D’où vient l’argent?

Répertoriée au registre du commerce, Tianci Media a été créée fin 2020 et se présente comme une agence de communication audiovisuelle au capital de 100€, explique le vidéaste. Or, l’opération commerciale avec Nota Bene et Linguisticae aurait coûté, selon les estimations, près d’une centaine de milliers d’euros pour une dizaine de contenus, dont la particularité commune est d’aborder la culture ou l’histoire chinoise. Questions: d’où vient l’argent? Que vend Tianci Media? Pourquoi sponsoriser des contenus en rapport avec la Chine? 

Interrogés, les deux vidéastes concernés expliquent n’avoir eu que très peu de contacts avec ce mécène plutôt généreux. Benjamin Brillaud, alias Ben, de la chaîne «Nota Bene», ajoute que ce partenariat avec Tianci Media lui a permis d’avoir accès à des images de la télévision d’Etat chinoise, CCTV, qu’il n’aurait pas obtenues autrement. Quant au créateur de «Linguisticae», il dit avoir été assisté d’une journaliste de CCTV dans ses recherches. Conscient du fait que la Chine n’est pas une entreprise mais une puissance politique qui «cherche à exporter son modèle» et à «réécrire le roman national», Ben a veillé à conserver sa liberté éditoriale, ce qui n’aurait pas posé de problème. Mais force est de constater que cette indépendance n’est que le fruit de sa vigilance. 

Brouillage du signal

L’infiltration des réseaux sociaux par le soft power chinois est une réalité, appuie le chercheur Antoine Bondaz, interviewé par Arnaud Gantier. Cela se manifeste notamment par la multiplication de «sociétés écrans» qui brouillent la provenance des sponsors et endorment la méfiance du public. Tianci Media aurait d’ailleurs suggéré aux deux vidéastes de ne pas mentionner son financement, ce qui est contraire à la législation en vigueur en France sur la publicité dans les contenus numériques.

Depuis une dizaine d’années, la communication politique fleurit partout sur les réseaux sociaux.

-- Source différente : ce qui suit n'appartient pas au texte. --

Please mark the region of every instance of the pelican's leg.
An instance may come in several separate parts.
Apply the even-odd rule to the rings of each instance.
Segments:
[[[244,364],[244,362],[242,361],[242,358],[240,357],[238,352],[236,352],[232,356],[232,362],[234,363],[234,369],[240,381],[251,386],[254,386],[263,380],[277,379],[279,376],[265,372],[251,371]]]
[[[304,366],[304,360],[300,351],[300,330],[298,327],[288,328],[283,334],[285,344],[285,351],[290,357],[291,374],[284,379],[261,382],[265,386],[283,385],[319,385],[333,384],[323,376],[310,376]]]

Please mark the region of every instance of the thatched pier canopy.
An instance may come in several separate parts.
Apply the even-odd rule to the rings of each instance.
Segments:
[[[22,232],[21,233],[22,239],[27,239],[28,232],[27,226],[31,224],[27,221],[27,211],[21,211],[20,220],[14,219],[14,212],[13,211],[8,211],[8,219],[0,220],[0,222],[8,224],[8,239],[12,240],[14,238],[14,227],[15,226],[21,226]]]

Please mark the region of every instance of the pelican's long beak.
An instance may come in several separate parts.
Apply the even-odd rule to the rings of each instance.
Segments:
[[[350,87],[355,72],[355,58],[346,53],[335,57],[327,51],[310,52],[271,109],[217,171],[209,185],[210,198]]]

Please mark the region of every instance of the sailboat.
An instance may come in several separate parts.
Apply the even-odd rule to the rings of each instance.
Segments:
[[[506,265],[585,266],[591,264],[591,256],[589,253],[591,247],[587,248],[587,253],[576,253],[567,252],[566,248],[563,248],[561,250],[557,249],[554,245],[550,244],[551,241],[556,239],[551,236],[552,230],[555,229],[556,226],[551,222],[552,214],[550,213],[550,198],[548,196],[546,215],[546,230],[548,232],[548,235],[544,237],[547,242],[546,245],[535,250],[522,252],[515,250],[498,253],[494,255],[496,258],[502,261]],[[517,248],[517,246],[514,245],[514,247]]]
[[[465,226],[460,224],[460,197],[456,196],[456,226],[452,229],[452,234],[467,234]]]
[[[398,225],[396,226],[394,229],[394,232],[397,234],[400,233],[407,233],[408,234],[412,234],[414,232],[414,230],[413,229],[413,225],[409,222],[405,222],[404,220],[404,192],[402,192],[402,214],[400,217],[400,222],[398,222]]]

Dubai est devenu le paradis (fiscal) des candidats de télé-réalité, la Russie aurait tenté d’influencer des vulgarisateurs scientifiques pour faire la promotion de son vaccin Sputnik V, et la France n’est pas en reste, depuis le financement de vidéos de divertissement par l’Armée ou des ministères jusqu’à l’apparition d’Emmanuel Macron dans un sketch des humoristes McFly & Carlito. 

La situation est préoccupante pour qui est un peu familier du paysage médiatique en ligne et en particulier sur Youtube. Le modèle économique qui permet aux créateurs de vidéos de gagner leur vie repose sur deux piliers, la publicité placée par Google au début, au milieu ou à la fin des vidéos et qui rémunère les auteurs en proportion de l’audience, et les partenariats commerciaux. Par volonté de conserver leur indépendance et la confiance de leur public, les vulgarisateurs scientifiques ont longtemps refusé de contracter des partenariats avec des marques, ne tirant leurs revenus que des annonceurs publicitaires et du bon vouloir de ceux-ci, prompts à se retirer lorsque des sujets dits sensibles sont abordés (en particulier en santé et en éducation sexuelle). Cette précarité rend les vulgarisateurs, considérés comme sérieux et fiables par leur audience, plus perméables aux tentatives d’infiltration de communication politique, par le biais de fonds venus d’institutions culturelles, de musées ou d’organismes d’Etat.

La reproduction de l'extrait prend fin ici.